Re: postgresql vs mysql - Mailing list pgsql-general

From Steve Crawford
Subject Re: postgresql vs mysql
Date
Msg-id 45DF2C88.20001@pinpointresearch.com
Whole thread Raw
In response to Re: postgresql vs mysql  (Mark Walker <furface@omnicode.com>)
Responses Re: postgresql vs mysql  ("Brandon Aiken" <BAiken@winemantech.com>)

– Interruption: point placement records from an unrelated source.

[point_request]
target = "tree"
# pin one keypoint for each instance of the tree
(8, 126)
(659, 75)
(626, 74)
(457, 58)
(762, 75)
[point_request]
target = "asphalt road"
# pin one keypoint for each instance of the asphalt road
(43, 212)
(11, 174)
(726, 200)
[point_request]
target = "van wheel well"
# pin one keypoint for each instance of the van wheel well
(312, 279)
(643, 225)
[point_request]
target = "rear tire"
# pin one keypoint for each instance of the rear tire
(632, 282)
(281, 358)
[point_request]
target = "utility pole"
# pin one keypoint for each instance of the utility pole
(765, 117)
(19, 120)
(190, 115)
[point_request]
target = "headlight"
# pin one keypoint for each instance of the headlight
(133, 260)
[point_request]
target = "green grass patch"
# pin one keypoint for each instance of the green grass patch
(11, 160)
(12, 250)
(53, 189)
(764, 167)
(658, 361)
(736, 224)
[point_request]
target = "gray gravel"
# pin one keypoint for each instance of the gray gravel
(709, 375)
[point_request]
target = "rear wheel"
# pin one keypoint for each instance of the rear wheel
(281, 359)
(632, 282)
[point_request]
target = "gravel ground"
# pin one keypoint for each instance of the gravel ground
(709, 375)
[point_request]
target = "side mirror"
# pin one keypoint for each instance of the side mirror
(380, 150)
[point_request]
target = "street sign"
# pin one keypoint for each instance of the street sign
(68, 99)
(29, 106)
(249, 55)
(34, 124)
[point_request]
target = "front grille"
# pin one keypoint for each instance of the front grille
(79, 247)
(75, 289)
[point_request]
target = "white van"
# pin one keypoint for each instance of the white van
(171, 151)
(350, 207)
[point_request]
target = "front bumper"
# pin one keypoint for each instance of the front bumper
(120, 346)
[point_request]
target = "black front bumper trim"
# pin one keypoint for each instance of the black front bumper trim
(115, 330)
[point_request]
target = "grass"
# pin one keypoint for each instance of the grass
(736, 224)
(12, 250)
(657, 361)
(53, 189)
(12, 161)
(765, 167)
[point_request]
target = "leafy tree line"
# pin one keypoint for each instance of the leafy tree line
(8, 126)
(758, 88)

Re: postgresql vs mysql  (Tino Wildenhain <tino@wildenhain.de>)
List pgsql-general
Mark Walker wrote:
> I'm not sure what you're trying to do but, it appears that you database
> design is incorrect.  What you need is something like
>
> CREATE TABLE temp_readings
> (
>  _date Date,
>  temperature double,
>  source varchar(20),
> )
>
> No reading, no record.  Are you suggesting that you would have a weekly
> set of records for each row?
>
> CREATE TABLE temp_readings
> (
>  weekstart date,
>  sun double,
>    mon double,
> tues, double
> etc
> )
>
> Not such a great way to do it.

Ummm, I'm not trying to make a temperature database. I was responding to
the previous poster with an extremely simple example of usefulness of
the _concept_ of "null".  I'm afraid I hadn't considered the possibility
that it would be mistaken as an example of an actual table.

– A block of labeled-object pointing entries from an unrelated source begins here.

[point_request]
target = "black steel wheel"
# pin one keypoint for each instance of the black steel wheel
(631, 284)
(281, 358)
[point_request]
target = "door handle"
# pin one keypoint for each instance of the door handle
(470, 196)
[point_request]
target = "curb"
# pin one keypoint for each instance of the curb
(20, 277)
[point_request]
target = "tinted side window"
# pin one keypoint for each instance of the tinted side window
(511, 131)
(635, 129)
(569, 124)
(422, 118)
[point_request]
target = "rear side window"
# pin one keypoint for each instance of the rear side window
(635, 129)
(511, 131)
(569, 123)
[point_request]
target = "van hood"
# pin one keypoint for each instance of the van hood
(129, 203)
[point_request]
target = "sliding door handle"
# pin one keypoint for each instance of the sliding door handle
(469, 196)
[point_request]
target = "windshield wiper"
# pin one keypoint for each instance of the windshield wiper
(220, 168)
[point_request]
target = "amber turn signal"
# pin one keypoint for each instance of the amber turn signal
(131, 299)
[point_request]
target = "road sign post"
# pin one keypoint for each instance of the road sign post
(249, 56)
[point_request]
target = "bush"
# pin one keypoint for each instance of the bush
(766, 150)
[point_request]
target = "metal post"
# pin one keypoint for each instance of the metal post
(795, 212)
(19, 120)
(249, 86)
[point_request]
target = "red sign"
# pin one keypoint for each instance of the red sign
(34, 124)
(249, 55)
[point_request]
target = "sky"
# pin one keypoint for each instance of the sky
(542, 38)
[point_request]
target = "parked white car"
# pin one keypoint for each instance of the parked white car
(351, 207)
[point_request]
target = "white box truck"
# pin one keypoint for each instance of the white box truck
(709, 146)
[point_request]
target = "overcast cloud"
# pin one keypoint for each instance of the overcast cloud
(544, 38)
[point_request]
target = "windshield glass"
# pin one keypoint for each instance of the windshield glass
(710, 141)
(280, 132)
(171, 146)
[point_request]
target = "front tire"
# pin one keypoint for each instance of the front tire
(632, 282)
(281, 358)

But since you bring it up, simply omitting rows isn't necessarily an
option. A common scenario for weather observation is to take regular
snapshots or a bunch of measurements (air-temperature, humidity,
wind-speed, soil-temperature, leaf-wetness, UV radiation, etc.) which
can easily be represented in a table with a timestamp and a column for
each of the measurements. In a modular weather station where a specific
instrument can be out of service, one or more of those measurements
could be missing (null) for a period of time while the remaining
measurements are still being inserted.